Una testimonianza dura e forte di chi ha lottato per 25 giorni contro il coronavirus. Enrico, padre e nonno barese 62enne, è tornato a casa il 16 aprile dopo lunghe giornate trascorse nel reparto Covid del Policlinico di Bari. Contagiato dall’anziana mamma che dopo diversi giorni di ricovero è scomparsa, l’uomo ha voluto raccontare la sua storia scrivendo una lettera aperta invitando tutti a “rispettare le regole per prevenire i contagi”.

“La costrizione di vivere un periodo più o meno lungo, di ristrettezza in termini di libertà di circolazione credetemi, non può reggere il confronto con un periodo di 24/25 giorni vissuti in uno spazio di 1 metro per 2 di un letto nel quale sei bloccato da apparecchi per la ventilazione forzata, da elettrodi di rilevamento cardiaco, da pinze alle dita per il controllo della saturazione dell’ossigeno, rilevatori di pressione sanguigna – racconta -. Giorni di aghi nelle braccia che ti iniettano farmaci utili a tenere sotto controllo le infiammazioni polmonari. Sei praticamente sempre sveglio perché le terapie sono attive durante tutto l’arco delle 24 ore, e non sei sedato, ed il tuo riposo si riduce a 2/3 ore totali al giorno. Bisogna considerare anche che le possibilità di movimento, si riducono a piccolissimi spostamenti dei singoli arti, con il solo aiuto di un letto che può essere ergonomizzato e che dà dolori fastidiosissimi da posture viziose”.

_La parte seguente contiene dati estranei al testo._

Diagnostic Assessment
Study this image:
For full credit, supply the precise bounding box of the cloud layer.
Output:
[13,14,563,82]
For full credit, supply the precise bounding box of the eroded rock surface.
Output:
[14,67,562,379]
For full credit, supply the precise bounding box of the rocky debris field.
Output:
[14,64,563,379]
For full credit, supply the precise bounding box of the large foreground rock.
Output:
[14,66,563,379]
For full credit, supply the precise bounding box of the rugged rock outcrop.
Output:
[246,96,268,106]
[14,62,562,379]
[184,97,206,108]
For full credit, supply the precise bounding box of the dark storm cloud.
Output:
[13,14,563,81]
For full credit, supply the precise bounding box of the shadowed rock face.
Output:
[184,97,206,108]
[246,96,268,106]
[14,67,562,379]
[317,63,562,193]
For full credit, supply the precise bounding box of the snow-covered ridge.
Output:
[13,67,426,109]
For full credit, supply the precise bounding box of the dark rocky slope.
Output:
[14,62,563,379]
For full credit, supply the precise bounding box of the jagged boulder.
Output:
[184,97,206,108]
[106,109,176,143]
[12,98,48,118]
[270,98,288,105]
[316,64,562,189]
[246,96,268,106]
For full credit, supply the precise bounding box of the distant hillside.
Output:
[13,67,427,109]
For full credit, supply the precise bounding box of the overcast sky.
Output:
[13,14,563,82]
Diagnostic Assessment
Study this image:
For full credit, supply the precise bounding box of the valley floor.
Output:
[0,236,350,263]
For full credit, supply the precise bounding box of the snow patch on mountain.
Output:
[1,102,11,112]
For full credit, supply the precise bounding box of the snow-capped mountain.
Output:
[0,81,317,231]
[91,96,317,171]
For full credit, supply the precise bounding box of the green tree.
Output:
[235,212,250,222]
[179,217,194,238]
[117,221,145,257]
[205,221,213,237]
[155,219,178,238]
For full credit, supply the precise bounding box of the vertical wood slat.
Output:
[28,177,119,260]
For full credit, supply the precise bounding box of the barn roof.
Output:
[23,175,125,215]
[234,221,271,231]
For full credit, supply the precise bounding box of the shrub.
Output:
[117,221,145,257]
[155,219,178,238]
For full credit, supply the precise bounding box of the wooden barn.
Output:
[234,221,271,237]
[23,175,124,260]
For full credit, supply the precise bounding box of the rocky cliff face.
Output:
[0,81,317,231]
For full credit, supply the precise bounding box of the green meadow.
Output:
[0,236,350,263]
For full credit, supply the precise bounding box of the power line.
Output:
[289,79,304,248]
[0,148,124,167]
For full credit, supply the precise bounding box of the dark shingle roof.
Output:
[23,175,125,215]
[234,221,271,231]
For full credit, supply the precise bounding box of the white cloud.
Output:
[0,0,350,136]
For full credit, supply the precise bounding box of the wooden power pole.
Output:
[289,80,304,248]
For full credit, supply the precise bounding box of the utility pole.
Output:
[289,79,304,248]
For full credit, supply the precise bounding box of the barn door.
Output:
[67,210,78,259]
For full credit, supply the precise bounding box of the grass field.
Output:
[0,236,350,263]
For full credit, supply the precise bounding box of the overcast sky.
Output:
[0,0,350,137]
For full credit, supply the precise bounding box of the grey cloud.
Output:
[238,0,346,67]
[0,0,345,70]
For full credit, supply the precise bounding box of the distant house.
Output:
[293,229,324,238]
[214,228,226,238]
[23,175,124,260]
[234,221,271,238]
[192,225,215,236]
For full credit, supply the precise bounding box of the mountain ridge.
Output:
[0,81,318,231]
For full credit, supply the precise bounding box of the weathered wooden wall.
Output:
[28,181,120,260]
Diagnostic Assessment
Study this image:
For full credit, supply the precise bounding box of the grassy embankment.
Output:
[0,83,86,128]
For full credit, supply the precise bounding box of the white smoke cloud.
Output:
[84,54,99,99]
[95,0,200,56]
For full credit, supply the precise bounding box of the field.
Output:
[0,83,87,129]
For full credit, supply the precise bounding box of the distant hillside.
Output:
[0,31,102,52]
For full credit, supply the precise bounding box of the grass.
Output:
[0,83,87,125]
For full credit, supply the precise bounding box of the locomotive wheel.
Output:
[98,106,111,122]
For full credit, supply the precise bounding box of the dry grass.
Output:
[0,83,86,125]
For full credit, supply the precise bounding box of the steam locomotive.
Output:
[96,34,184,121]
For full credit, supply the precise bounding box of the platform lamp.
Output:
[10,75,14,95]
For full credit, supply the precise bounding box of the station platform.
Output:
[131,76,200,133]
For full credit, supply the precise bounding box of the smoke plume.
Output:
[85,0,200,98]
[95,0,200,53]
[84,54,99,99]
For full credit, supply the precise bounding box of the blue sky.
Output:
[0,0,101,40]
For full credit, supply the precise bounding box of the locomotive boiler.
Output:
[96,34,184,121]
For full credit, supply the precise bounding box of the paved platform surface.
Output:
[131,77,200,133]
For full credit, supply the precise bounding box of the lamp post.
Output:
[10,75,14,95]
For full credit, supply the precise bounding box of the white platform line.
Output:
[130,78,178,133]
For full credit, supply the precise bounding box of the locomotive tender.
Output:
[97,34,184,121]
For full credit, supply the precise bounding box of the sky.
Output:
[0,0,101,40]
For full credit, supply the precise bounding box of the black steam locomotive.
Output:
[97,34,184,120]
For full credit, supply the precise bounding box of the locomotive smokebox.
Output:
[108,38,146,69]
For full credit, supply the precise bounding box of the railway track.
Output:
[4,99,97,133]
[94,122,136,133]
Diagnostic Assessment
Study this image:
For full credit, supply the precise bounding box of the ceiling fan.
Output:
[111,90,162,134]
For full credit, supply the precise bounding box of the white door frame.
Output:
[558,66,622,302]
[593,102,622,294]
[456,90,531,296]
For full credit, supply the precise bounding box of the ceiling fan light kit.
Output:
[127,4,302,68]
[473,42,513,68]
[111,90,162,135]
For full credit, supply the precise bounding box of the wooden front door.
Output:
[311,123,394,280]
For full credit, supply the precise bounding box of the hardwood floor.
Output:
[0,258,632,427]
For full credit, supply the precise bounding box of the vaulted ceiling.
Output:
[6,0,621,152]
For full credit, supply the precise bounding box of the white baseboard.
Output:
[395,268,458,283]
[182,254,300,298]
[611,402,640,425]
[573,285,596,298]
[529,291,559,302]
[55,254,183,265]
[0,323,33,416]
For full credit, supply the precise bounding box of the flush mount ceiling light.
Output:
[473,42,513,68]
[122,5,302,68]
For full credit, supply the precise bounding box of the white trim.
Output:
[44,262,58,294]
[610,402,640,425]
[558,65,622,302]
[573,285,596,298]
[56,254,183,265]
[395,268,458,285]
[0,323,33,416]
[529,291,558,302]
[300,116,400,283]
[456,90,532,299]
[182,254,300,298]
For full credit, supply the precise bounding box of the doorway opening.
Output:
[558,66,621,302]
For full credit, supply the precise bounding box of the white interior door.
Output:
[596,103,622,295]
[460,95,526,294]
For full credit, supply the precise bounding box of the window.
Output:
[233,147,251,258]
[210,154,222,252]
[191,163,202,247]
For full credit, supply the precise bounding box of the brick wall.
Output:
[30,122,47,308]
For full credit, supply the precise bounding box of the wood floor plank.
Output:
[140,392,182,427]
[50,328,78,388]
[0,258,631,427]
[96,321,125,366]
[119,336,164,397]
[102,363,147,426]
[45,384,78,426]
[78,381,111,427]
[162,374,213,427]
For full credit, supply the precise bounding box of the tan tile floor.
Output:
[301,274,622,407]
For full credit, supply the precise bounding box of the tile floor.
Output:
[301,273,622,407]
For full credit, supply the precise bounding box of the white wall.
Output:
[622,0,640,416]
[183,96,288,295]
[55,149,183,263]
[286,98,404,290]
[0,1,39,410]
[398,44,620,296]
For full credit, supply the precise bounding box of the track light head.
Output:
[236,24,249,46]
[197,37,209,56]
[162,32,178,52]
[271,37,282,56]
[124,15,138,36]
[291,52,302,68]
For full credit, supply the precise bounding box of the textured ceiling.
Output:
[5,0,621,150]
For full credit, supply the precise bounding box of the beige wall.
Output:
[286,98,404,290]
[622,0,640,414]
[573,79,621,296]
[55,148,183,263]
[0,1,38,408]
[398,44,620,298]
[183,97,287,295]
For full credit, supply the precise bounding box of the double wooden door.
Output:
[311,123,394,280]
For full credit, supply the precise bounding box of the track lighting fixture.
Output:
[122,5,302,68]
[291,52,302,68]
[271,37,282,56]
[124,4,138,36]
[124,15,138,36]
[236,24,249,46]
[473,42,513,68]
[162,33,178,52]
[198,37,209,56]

“Un mese passato in un vero e proprio fronte di guerra sanitaria, tra le urla, i pianti le richieste di aiuto che giungono da ogni dove, il via vai dei medici e degli infermieri che senza volto e senza sosta soccorrono pazienti o trasportano cadaveri senza mai perdere la pazienza o stimoli nella ricerca – dice l’uomo -. Nel percorso terapeutico, il timore di non potercela fare è costante; soprattutto quando nel mio caso i medici si sono arenati di fronte ad un blocco delle capacità di ripresa del polmone destro, che non era in grado di poter rispondere a sufficiente attività tanto da impedire lo scambio gassoso necessario ad una normale ossigenazione del sangue”.

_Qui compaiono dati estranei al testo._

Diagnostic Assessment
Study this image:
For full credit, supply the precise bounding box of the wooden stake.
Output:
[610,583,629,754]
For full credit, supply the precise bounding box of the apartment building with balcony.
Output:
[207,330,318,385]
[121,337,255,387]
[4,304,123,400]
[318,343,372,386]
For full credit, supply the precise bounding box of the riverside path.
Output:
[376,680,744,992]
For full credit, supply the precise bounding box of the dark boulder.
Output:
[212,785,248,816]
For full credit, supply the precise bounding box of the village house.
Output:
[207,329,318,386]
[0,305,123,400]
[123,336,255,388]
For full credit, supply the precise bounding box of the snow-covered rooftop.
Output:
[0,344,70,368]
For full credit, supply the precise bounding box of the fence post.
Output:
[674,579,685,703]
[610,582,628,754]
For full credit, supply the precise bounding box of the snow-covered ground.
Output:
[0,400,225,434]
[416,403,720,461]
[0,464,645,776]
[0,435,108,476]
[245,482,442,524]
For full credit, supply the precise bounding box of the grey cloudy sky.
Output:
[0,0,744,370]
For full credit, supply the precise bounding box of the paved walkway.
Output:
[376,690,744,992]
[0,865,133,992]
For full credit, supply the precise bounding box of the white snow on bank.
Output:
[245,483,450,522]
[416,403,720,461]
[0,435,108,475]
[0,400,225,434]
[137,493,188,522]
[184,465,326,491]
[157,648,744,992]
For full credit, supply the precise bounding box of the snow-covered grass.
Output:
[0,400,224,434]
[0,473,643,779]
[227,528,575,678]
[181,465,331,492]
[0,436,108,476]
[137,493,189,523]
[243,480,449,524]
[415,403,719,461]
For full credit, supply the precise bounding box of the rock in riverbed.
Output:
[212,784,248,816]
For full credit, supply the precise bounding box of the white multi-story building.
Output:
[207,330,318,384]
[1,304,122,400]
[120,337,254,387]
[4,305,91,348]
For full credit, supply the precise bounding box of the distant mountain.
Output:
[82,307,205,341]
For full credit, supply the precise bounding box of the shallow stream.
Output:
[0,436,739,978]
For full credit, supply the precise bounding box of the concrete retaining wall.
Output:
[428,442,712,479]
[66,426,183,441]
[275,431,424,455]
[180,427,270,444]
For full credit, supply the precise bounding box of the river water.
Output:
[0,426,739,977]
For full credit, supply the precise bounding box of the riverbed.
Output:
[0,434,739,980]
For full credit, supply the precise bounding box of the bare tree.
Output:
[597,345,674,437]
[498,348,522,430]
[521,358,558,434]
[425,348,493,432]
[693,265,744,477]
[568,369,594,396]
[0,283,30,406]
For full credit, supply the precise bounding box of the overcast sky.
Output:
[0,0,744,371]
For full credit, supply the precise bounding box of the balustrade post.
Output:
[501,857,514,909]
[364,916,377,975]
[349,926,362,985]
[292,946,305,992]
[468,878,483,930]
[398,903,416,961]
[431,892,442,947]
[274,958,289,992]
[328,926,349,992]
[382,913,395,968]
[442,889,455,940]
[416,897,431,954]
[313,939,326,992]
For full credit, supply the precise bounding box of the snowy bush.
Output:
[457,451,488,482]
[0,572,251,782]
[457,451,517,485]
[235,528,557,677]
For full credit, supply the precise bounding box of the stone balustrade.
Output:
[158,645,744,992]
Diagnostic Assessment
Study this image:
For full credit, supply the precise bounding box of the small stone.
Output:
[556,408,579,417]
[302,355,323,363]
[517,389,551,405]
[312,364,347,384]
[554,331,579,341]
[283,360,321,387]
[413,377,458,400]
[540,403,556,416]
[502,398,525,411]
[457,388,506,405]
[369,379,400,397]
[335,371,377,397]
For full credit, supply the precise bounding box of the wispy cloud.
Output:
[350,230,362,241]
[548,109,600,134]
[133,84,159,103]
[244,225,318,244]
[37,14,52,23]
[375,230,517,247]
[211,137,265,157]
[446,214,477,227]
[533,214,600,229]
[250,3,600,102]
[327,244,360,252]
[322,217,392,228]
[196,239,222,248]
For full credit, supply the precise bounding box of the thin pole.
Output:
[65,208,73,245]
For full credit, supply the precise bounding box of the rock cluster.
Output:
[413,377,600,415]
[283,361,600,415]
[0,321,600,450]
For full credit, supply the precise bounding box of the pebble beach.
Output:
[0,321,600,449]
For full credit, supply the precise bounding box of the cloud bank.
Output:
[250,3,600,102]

La svolta per Enrico è arrivata nella domenica di Pasqua quando i medici avrebbero provato a cambiare il piano terapeutico aumentando la dose dell’anticoagulante eparina. Il prelievo successivo di emogas ha poi confermato che i valori dell’ossigeno nel sangue erano notevolmente aumentati. Enrico è così migliorato giorno dopo giorno, prima è stato trasferito in un reparto meno intensivo, per poi fare ritorno, dopo alcune settimane, a casa.

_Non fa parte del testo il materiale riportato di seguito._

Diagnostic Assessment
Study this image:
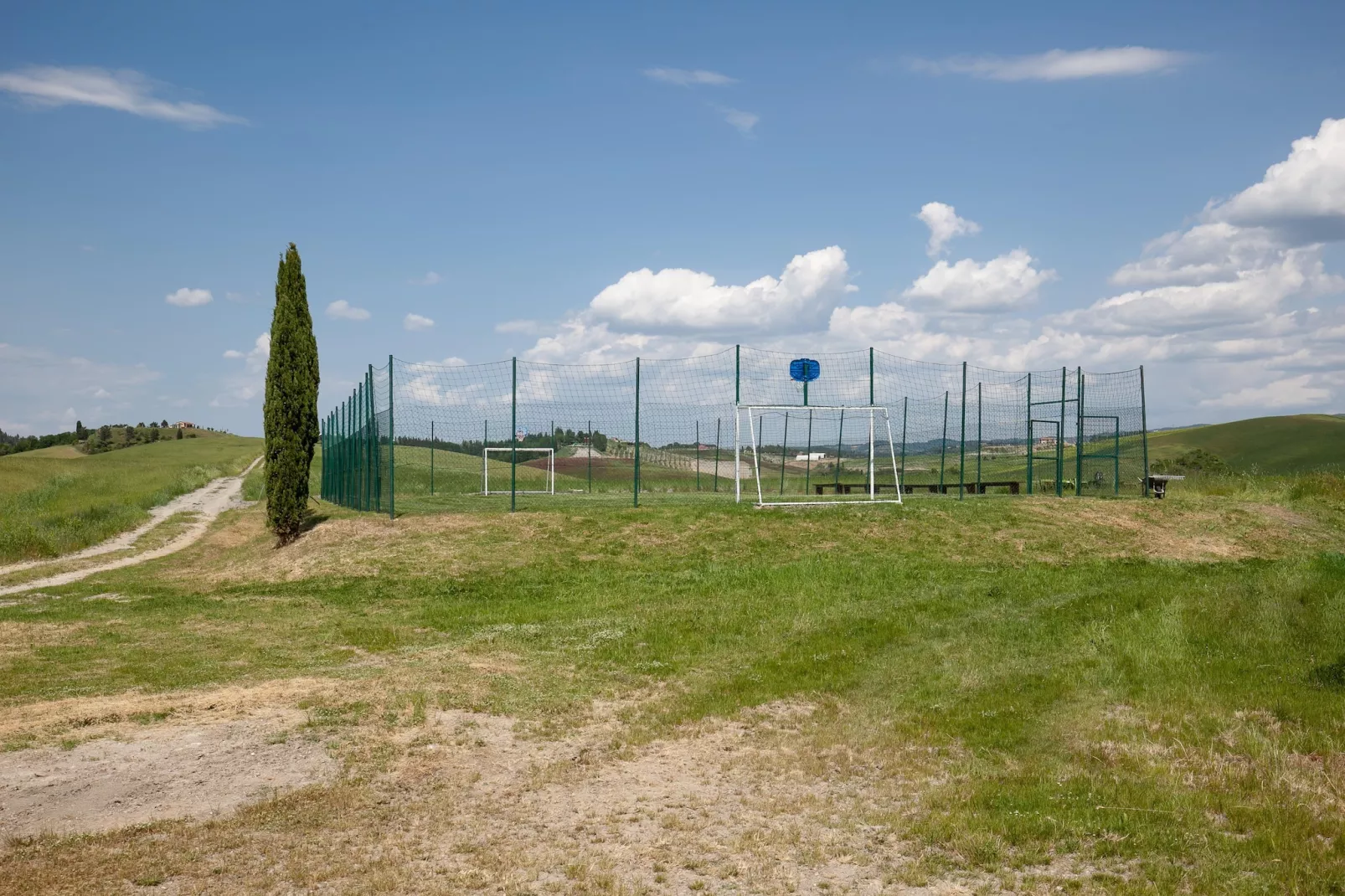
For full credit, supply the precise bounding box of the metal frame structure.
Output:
[482,445,555,495]
[733,405,905,507]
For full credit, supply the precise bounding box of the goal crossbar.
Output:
[733,405,905,507]
[482,446,555,495]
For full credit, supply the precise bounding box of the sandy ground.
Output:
[0,457,261,595]
[0,712,338,837]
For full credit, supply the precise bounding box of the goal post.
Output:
[482,446,555,495]
[733,404,904,507]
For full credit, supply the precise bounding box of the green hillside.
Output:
[1149,415,1345,474]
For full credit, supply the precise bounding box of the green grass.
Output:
[0,473,1345,893]
[1149,415,1345,474]
[0,436,261,563]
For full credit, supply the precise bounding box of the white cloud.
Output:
[1200,374,1332,409]
[0,342,160,435]
[210,332,271,408]
[0,66,246,129]
[164,286,215,308]
[643,69,737,87]
[327,299,368,320]
[901,249,1056,312]
[910,47,1193,80]
[1207,118,1345,245]
[586,246,853,332]
[916,202,981,258]
[719,106,761,137]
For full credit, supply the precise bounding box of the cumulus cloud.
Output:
[327,299,368,320]
[1200,374,1332,409]
[1205,118,1345,245]
[586,246,853,332]
[0,66,246,129]
[901,249,1056,312]
[644,69,737,87]
[210,332,271,408]
[719,106,761,137]
[916,202,981,258]
[910,47,1193,80]
[164,286,215,308]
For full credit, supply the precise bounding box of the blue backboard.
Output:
[790,358,822,382]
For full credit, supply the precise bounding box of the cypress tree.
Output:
[265,244,317,545]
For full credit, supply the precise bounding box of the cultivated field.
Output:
[0,433,262,564]
[0,445,1345,893]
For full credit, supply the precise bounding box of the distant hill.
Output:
[1149,415,1345,474]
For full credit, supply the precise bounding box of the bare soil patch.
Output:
[0,712,338,837]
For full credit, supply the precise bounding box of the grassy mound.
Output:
[1149,415,1345,474]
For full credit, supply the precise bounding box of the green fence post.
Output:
[803,409,812,495]
[939,389,948,495]
[834,408,845,484]
[733,346,743,403]
[868,346,873,408]
[1074,368,1084,497]
[957,361,967,501]
[508,357,518,512]
[1028,371,1033,495]
[901,395,910,481]
[977,382,985,495]
[1140,364,1149,497]
[1056,368,1069,497]
[714,417,722,491]
[635,358,640,507]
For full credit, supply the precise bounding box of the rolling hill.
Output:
[1149,415,1345,474]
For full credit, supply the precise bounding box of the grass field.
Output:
[0,433,262,563]
[1149,415,1345,474]
[0,451,1345,893]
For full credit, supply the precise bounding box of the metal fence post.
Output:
[1028,371,1033,495]
[1074,368,1084,497]
[1140,364,1149,497]
[868,346,873,408]
[957,361,967,501]
[635,358,640,507]
[508,357,518,512]
[388,355,397,519]
[977,382,985,495]
[939,389,948,495]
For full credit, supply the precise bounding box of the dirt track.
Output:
[0,457,261,595]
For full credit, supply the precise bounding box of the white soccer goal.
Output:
[733,405,903,507]
[482,448,555,495]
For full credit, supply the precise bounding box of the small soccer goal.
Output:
[733,405,903,507]
[482,446,555,495]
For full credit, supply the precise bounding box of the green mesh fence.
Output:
[322,348,1147,514]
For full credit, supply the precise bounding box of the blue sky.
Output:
[0,3,1345,433]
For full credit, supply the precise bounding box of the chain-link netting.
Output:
[322,348,1147,512]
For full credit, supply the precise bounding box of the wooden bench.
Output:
[812,481,910,495]
[901,479,1021,495]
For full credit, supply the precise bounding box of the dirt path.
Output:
[0,457,261,595]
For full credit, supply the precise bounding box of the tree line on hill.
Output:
[0,420,214,457]
[397,426,606,456]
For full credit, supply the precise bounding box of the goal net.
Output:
[733,405,903,507]
[482,446,555,495]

“Lo staff di medici, infermieri, OSS, ausiliari e personale addetto ad altri ruoli ha una efficienza degna di lode non solo in termini medico scientifici, ma anche umani, in grado di condividere con te, gioie e dolori; riescono a farti sopportare meglio la condizione di disabilità regalandoti affetto quasi familiare, pur nel disagio operativo, rischiando la propria vita, per salvare la tua”, sottolinea con commozione Enrico.